Dante, Leitão, Hugo e Miguel, personagens totalmente diferentes e originais, cada um com suas características e aspirações, mudam para a cidade grande em 2010. Matriculam-se nas faculdades e alugam um apartamento em Copacabana.
Passam alguns anos até que o corretor liga para um deles e diz que não recebe o aluguel há meses. Um dos quatro amigos, responsável pelo pagamento, admite a falha. E o motivo é irritante. Ele simplesmente parou de pagar o aluguel para gastar o dinheiro com sua nova e peculiar namorada. Resultado: uma dívida e um grande problema em mãos.
O aperto financeiro os une para a busca de uma solução. Conversa vai, conversa vem, decidem participar de um projeto que, aparentemente, vem crescendo no Brasil. Intitulado Jantar Secreto, o projeto funciona assim: você oferece um jantar especial em seu domicílio e as pessoas pagam por isso.
Decididos na realização do jantar, já que um dos quatro amigos é cozinheiro, cadastram-se no site do projeto. Porém, o amigo responsável pela inscrição, o mesmo que gastou todo o dinheiro do aluguel, resolve fazer uma brincadeira e, no cadastro, coloca que, no jantar secreto, eles servirão: carne humana.
“Aqui no Brasil a gente come vaca, mas não come cavalo. Na França, eles comem cavalo, mas não comem cachorro. E sabia que na Índia eles comem cachorro, mas não comem vaca? Cada um na sua. A verdade é que comer carne é bom demais.”

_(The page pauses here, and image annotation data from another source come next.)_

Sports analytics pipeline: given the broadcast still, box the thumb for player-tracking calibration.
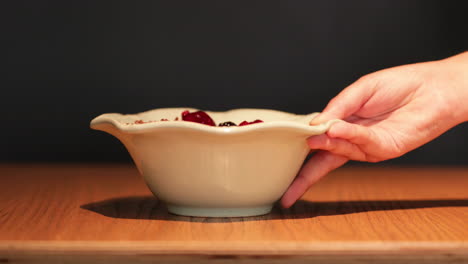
[310,75,377,125]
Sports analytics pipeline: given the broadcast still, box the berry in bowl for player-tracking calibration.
[91,108,334,217]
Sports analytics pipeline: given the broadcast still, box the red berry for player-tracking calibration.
[239,119,263,126]
[182,110,216,126]
[218,121,236,126]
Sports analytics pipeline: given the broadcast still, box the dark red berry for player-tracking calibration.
[218,121,237,126]
[239,119,263,126]
[182,110,216,126]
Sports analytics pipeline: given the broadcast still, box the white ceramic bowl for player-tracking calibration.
[91,108,333,217]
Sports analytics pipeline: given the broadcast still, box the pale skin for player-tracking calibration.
[281,52,468,208]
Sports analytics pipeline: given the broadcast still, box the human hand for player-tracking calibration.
[281,52,468,208]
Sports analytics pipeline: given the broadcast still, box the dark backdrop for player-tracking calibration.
[0,0,468,165]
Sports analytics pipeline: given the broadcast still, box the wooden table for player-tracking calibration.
[0,164,468,264]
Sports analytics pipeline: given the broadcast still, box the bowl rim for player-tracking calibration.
[90,107,338,135]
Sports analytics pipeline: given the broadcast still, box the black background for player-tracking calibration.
[0,0,468,165]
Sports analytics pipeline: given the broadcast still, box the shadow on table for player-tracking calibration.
[81,196,468,223]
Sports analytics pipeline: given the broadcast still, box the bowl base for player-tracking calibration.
[167,204,273,217]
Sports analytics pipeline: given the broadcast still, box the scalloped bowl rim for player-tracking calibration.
[90,107,338,135]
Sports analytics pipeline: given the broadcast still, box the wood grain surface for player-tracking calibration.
[0,164,468,263]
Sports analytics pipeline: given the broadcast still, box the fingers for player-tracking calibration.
[327,121,376,145]
[310,76,376,125]
[307,135,366,161]
[307,121,379,162]
[281,151,348,208]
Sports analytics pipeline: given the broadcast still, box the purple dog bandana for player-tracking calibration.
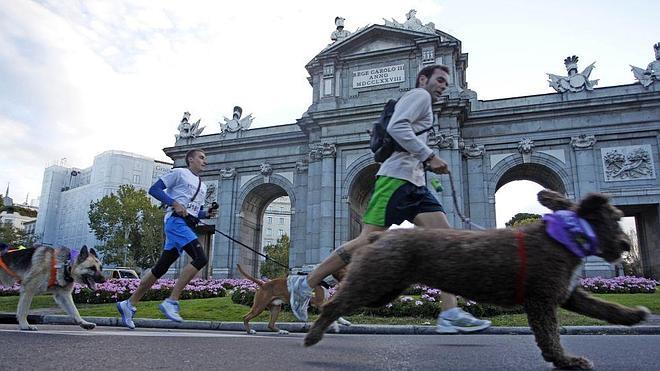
[542,210,599,258]
[69,249,80,266]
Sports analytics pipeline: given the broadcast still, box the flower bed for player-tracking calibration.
[0,279,231,304]
[580,276,660,294]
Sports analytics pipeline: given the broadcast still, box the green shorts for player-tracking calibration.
[362,176,445,227]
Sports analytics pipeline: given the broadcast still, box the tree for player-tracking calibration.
[89,185,164,269]
[504,213,541,228]
[259,235,290,278]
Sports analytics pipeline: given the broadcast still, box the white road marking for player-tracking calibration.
[0,329,300,341]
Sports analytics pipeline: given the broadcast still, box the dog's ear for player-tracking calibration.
[368,231,383,243]
[577,193,610,216]
[78,245,89,263]
[536,189,575,211]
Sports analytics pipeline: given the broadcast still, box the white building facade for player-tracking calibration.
[261,197,291,248]
[35,150,172,248]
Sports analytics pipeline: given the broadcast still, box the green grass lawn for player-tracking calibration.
[0,291,660,326]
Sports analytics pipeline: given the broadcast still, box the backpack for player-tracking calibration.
[367,99,433,163]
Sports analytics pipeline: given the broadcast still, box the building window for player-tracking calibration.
[422,48,435,63]
[323,64,335,77]
[323,78,332,97]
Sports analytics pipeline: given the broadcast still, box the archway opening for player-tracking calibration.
[259,196,291,279]
[348,164,380,240]
[232,183,293,277]
[495,164,566,228]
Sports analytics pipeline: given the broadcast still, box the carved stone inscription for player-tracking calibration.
[601,145,655,182]
[353,64,406,89]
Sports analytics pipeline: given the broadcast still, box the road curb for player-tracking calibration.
[0,313,660,335]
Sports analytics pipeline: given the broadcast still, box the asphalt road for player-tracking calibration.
[0,325,660,371]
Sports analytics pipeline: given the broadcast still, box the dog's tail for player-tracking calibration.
[236,264,264,287]
[368,232,383,243]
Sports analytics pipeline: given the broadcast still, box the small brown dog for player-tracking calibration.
[305,190,649,369]
[236,264,351,335]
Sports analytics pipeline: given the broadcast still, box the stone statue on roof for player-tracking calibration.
[383,9,435,35]
[547,55,598,93]
[218,106,254,135]
[330,17,351,43]
[174,112,205,140]
[630,42,660,88]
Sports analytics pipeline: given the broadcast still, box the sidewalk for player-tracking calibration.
[0,313,660,335]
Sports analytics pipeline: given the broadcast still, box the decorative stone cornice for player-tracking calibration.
[461,143,486,158]
[296,158,309,173]
[220,167,236,179]
[438,134,454,149]
[518,138,534,164]
[518,138,534,154]
[259,162,273,176]
[571,134,596,150]
[309,143,337,162]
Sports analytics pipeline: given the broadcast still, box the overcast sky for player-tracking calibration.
[0,0,660,227]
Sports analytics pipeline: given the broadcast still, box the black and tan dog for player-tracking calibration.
[236,264,351,335]
[0,246,104,331]
[305,191,649,369]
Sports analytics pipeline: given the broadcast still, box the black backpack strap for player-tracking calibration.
[415,124,433,135]
[190,176,202,202]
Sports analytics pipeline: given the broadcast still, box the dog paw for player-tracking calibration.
[555,357,594,370]
[337,317,352,326]
[18,325,37,331]
[80,321,96,330]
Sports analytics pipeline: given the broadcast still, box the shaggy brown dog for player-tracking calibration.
[305,191,649,369]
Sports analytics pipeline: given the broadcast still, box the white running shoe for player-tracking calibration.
[158,299,183,322]
[117,300,137,330]
[287,276,312,322]
[435,308,491,334]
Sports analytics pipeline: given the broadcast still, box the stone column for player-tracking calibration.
[212,168,238,278]
[318,143,337,261]
[289,158,309,267]
[568,134,602,199]
[305,143,337,264]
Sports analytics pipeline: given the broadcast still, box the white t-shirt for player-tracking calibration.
[160,168,206,220]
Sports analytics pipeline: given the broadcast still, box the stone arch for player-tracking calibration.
[230,174,296,277]
[488,152,575,226]
[342,153,380,241]
[488,152,575,196]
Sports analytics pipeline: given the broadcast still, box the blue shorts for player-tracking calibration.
[165,216,197,255]
[362,176,445,228]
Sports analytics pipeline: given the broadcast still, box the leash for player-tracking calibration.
[516,230,527,304]
[431,170,486,231]
[199,219,291,271]
[172,202,291,272]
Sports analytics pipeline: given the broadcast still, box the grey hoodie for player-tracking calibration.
[376,88,433,186]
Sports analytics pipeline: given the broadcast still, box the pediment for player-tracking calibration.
[316,25,441,58]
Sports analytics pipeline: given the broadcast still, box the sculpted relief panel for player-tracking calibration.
[601,144,655,182]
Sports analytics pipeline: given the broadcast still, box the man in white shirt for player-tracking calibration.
[117,149,215,329]
[288,64,490,334]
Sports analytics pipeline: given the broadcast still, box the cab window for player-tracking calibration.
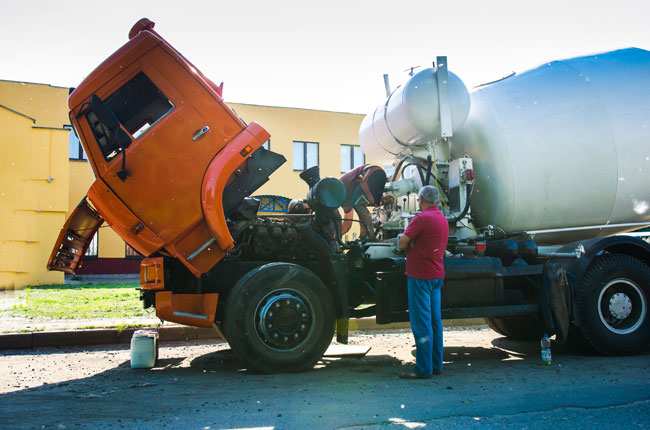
[105,72,174,139]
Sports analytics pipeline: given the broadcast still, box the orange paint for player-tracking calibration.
[51,18,270,278]
[156,291,219,327]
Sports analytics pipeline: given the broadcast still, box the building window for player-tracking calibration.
[86,232,99,257]
[63,125,88,161]
[124,243,142,258]
[341,145,366,173]
[293,141,318,170]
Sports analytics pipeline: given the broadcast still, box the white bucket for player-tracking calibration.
[131,330,158,369]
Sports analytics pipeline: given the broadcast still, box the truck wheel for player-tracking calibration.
[485,317,552,340]
[575,255,650,355]
[224,263,335,373]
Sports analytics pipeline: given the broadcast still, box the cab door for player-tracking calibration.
[76,47,244,247]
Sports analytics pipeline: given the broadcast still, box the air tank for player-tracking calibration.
[359,68,469,164]
[360,48,650,244]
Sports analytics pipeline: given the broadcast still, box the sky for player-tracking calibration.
[0,0,650,113]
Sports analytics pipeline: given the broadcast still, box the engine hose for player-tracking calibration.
[447,184,473,224]
[390,158,406,182]
[404,163,426,186]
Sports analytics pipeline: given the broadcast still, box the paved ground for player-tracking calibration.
[0,328,650,430]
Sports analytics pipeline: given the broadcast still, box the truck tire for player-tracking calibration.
[575,255,650,355]
[485,317,552,341]
[224,263,336,373]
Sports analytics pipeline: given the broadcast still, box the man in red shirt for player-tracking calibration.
[398,185,449,379]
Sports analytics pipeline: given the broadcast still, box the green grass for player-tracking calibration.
[1,283,152,319]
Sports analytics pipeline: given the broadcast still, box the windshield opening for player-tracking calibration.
[86,72,174,161]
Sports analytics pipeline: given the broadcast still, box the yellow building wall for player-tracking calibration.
[229,103,381,240]
[0,80,372,289]
[0,107,69,289]
[0,80,70,127]
[229,103,368,199]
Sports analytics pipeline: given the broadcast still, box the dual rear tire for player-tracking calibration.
[487,254,650,355]
[223,263,336,373]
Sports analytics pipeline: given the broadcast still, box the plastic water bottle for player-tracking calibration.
[541,333,551,366]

Quando os outros amigos descobrem a peça, irritadiços, tiram a inscrição do site. No entanto, neste pouco tempo, já há muitos interessados. Muitos, mesmo. E mais: todos, inclusive, já depositaram o dinheiro na conta deles. Muito dinheiro. Mais do que a dívida que eles acumularam.
“O que fazer?” pra lá, “o que fazer?” pra cá. Os amigos, sem volta, precisam desse dinheiro. Sim! Eles resolvem seguir em frente e servir o jantar.
A Equipe Carne de Gaivota, como se intitulam, percebe que talvez tenham chegado, enfim, ao melhor jeito, o mais acessível, ou simplesmente o único em vista, de ganhar dinheiro. O problema é que a coisa toma uma direção incontrolável.
“Por trás de cada prato existe a morte. As pessoas preferem fechar os olhos pra isso, mas ela está lá. A morte.”
Jantar Secreto não fala só sobre a juventude de hoje. Jantar Secreto põe em tese o canibalismo. E não à toa.
Raphael Montes, vegetariano, jorrou em seu novo livro a grande reflexão. Afinal, qual a diferença disso que se escreve aqui da questão animal? O que é animal? O que é a carne que nós comemos? Qual o limite, se há algum limite?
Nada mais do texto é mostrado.